I need to find the $x$-coordinate (point $T$) of where the straight line and the parabola intersect (point $G$) - the $x$-coordinate of the point which divides the parabola into equal areas.

So far I've worked out that the gradient of the dividing line is $m = 6-3p$

I think what I have to do now is integrate a problem like this: $$ \int\limits_0^T \big[ -3x(x-2)-(6-T)x \big] dx = 2 $$ (hope that formatted correctly)

Does anyone have any ideas?

Thanks,

John Smith

martini
  • 84,101
  • http://meta.math.stackexchange.com/questions/5020/mathjax-basic-tutorial-and-quick-reference

    please read this and use it to write your question better :)

    – Bman72 Jul 30 '14 at 15:24

2 Answers2

0

A good idea would be to integrate $\max(f(x)-mx,0)$ between 0 and 2, which indeed leads you to solve $f(x)=mx$, which then gives you $x_M=2-\frac{m}{3}$.

Now you simply have to integrate the following: $\int_0^{2-\frac{m}{3}} -3x(x-2) - mx dx = -\frac{1}{54}(m-6)^3$.

Making it equal to 2 gives you the result you're after.

Matt B.
  • 1,246
0

Draw a picture.

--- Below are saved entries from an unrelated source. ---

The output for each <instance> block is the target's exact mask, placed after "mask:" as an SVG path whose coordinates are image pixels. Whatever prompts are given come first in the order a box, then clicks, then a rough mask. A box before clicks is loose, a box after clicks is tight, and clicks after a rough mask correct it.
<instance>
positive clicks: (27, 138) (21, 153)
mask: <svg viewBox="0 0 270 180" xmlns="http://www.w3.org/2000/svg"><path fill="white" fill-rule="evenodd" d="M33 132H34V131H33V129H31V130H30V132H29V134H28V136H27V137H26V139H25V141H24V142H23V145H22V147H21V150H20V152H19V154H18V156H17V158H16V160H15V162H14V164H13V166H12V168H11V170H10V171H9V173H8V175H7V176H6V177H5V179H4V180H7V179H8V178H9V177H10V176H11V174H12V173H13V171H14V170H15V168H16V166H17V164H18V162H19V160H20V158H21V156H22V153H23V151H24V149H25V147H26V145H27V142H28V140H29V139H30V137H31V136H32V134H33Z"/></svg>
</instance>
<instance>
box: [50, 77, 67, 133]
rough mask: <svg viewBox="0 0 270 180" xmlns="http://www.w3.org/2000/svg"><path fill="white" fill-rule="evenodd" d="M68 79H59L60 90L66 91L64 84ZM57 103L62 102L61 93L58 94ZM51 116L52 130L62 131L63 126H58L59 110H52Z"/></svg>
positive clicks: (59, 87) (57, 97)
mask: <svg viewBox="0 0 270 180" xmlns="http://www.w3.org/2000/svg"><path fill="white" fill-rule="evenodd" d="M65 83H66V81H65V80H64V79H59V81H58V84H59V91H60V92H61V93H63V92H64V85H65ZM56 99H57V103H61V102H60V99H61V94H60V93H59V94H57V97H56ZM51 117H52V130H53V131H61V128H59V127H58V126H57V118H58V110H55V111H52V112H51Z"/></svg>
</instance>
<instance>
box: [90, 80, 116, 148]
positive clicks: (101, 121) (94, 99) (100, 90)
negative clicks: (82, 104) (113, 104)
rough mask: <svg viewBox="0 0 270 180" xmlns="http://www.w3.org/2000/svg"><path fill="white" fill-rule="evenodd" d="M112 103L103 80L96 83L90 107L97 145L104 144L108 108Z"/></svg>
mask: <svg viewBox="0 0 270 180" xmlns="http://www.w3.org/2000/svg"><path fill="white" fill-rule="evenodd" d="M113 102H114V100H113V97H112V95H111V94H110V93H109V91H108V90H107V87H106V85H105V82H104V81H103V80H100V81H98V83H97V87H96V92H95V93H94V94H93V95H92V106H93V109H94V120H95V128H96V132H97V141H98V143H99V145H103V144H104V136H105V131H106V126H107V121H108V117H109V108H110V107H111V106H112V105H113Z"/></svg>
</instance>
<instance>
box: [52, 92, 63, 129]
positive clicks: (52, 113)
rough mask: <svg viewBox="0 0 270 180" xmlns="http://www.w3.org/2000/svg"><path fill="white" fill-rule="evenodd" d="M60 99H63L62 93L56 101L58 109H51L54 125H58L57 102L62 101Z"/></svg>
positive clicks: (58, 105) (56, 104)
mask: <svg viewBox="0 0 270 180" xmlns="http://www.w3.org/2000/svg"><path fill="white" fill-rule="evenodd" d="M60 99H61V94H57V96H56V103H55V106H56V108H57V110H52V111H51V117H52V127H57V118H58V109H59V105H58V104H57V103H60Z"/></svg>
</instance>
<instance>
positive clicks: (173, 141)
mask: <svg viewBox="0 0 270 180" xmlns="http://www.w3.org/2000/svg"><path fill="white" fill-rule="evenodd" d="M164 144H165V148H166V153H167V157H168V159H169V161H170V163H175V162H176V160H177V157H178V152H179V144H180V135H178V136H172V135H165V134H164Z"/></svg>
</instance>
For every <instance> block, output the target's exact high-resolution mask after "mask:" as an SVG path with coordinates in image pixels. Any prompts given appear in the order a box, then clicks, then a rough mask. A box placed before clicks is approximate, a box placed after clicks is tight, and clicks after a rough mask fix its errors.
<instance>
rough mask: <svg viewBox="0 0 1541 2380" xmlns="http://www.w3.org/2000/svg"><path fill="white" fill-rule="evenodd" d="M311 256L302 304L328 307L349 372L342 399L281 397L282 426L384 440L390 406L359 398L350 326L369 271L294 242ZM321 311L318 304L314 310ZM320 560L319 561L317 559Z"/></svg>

The intended region is the part of the parabola that is above the $x$axis. It indeed has area $4$.

Now let us find $m$. The line $y=mx$ meets the parabola where $mx=-3x^2+6x$. Beside the uninteresting solution $x=0$, we have the solution $x=\frac{6-m}{3}$. The corresponding $y$ is $\frac{m(6-m)}{3}$. Once we have found $m$, we will therefore be finished.

I really don't much like fractions, so let $m=6q$. Then the line meets the parabola at $x=2-2q$.

Now we compute the area of the part of the parabolic region above $y=mx$. This is $$\int_0^{2-2q} (-3x^2+6x-6qx)\,dx.$$ An antiderivative is $-x^3+3x^2-3qx^2$. Substitute $x=2-2q$. We get $$(2-2q)^2[3-3q-(2-2q)]$$ which is $4(1-q)^3$. Set this equal to $2$ and solve for $q$.

André Nicolas
  • 507,029